Rz. 13

§ 254 Abs. 2 AO normiert abschließend die Fälle, in denen es eines Leistungsgebots ausnahmsweise nicht bedarf. Dies ist zunächst nach § 254 Abs. 2 S. 1 AO der Fall, wenn Säumniszuschläge und Zinsen zusammen mit der Steuer vollstreckt werden, für die sie angefallen sind. Die Ausnahme vom Grundsatz wird in § 254 Abs. 2 S. 2 AO zudem für solche Vollstreckungskosten, die mit der Hauptschuld vollstreckt werden sollen, ausgeweitet.
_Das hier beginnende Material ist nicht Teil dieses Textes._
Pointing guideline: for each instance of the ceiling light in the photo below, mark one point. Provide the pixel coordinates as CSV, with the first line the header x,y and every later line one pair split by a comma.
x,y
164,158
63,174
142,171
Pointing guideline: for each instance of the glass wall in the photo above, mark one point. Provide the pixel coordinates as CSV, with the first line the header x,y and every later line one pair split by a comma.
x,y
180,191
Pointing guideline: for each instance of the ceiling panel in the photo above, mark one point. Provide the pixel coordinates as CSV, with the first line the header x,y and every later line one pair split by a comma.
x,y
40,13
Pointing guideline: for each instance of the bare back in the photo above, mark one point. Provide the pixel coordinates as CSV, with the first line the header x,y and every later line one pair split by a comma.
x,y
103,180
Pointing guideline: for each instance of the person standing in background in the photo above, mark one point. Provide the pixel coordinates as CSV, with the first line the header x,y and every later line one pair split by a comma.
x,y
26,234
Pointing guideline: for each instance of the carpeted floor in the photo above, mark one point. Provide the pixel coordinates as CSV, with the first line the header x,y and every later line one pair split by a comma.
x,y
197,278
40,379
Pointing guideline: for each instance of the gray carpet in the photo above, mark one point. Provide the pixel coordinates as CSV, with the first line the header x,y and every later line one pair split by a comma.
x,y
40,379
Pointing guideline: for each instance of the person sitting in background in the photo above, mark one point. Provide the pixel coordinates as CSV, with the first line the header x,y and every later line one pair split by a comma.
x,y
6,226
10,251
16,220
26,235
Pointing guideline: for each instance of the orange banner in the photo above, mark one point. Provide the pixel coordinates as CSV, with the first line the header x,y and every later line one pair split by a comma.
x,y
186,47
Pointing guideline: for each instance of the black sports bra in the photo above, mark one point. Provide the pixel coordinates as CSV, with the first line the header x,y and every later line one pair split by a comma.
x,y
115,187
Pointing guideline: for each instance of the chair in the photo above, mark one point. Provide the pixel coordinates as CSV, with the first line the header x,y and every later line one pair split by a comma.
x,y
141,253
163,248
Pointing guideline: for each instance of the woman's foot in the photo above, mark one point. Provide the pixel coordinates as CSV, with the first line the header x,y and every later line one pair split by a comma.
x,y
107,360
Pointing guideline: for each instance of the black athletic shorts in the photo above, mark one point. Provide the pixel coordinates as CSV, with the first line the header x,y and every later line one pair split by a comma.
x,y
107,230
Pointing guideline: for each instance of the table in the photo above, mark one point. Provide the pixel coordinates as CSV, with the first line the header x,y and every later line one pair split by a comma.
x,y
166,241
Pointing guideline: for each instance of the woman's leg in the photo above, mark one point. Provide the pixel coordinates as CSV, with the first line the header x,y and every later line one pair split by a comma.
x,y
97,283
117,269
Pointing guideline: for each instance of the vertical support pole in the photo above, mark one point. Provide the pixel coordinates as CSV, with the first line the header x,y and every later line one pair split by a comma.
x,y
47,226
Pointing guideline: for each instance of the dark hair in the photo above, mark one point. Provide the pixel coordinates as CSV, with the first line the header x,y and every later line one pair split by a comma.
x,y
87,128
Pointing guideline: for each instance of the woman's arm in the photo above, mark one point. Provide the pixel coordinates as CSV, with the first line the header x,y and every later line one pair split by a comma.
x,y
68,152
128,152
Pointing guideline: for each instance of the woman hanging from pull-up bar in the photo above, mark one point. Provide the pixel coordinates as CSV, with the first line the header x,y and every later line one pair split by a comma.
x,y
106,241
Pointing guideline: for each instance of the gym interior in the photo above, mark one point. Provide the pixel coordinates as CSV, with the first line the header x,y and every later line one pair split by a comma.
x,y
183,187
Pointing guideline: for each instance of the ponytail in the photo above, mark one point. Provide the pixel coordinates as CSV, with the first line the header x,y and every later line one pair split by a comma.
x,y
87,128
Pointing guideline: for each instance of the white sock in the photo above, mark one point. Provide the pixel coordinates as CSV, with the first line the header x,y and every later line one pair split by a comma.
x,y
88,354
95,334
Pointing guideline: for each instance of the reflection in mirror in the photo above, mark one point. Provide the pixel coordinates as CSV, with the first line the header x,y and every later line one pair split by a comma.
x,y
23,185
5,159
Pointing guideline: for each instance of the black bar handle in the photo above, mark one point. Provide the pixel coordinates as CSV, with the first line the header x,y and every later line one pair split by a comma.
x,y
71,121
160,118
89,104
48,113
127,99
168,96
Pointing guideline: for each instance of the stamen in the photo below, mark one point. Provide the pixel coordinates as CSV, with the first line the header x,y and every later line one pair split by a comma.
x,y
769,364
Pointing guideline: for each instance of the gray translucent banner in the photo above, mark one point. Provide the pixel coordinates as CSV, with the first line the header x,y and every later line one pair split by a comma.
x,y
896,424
In diesen Fällen kommt die Höhe der zu vollstreckenden Nebenleistung deshalb nicht überraschend für den Vollstreckungsschuldner, weil die Höhe der Nebenleistungen bzw. die Vollstreckungskosten sich bereits aus gesetzlichen Bestimmungen ergeben.[1] Etwas anderes gilt hingegen derzeit noch bei Verspätungszuschlägen nach § 152 AO, da sich deren Höhe im jeweiligen Einzelfall nicht aus dem Gesetz ergibt[2], sowie Zwangsgeldern nach § 329 AO.[3] Für die Vollstreckung von Verspätungszuschlägen und Zwangsgelder ist deshalb ein Leistungsgebot erforderlich.[4] Gleiches muss bei einer Vollstreckung von Verzögerungsgeldern nach § 146 Abs. 2c AO gelten, da bei diesen im Gesetz ein großer Rahmen hinsichtlich der Höhe besteht. Wird ein ausländischer Haftungsbescheid in Deutschland vollstreckt, mit dem ein Leistungsgebot verbunden ist, ist die Vollstreckung in Deutschland unmittelbar möglich.[5]

 

Rz. 14

Zudem ist das Leistungsgebot nach § 254 Abs. 1 S. 4 AO auch dann entbehrlich, wenn der Vollstreckungsschuldner eine von ihm aufgrund einer Steueranmeldung geschuldete Leistung nicht erbracht hat. In diesen Fällen bedarf der Vollstreckungsschuldner des Schutzes nicht, da er die Steuerschuld selbst errechnet hat. Weicht die Finanzbehörde allerdings von der Steueranmeldung des Stpfl. ab, ist ein Leistungsgebot über den Betrag erforderlich, der über den angemeldeten Steuerbetrag hinausgeht.[6] Die Geltendmachung von Steuerforderungen in einem Insolvenzverfahren erfordert ebenfalls kein Leistungsgebot, da dies durch Anmeldung zur Insolvenztabelle geschieht.[7]

 

Rz. 14a

Durch das Gesetz zur weiteren steuerlichen Förderung der Elektromobilität und zur Änderung weiterer steuerlicher Vorschriften[8] wurde § 254 Abs. 2 Satz 3 AO neu in das Gesetz eingefügt. Die Neuregelung ermöglicht es, dass Säumniszuschläge, die nicht nach § 254 Abs. 2 Satz 1 AO mit der Hauptsteuer beigetrieben werden, ausschließlich automationsgestützt angefordert werden können. Diese Ergänzung des Gesetzes war deshalb erforderlich, um den Anforderungen des Art. 22 DSGVO gerecht zu werden.[9] Hiernach bedarf es für eine ausschließlich automationsgestützte Verarbeitung einer ausdrücklichen Rechtsgrundlage. Eine solche wurde durch § 254 Abs. 2 Satz 3 AO geschaffen.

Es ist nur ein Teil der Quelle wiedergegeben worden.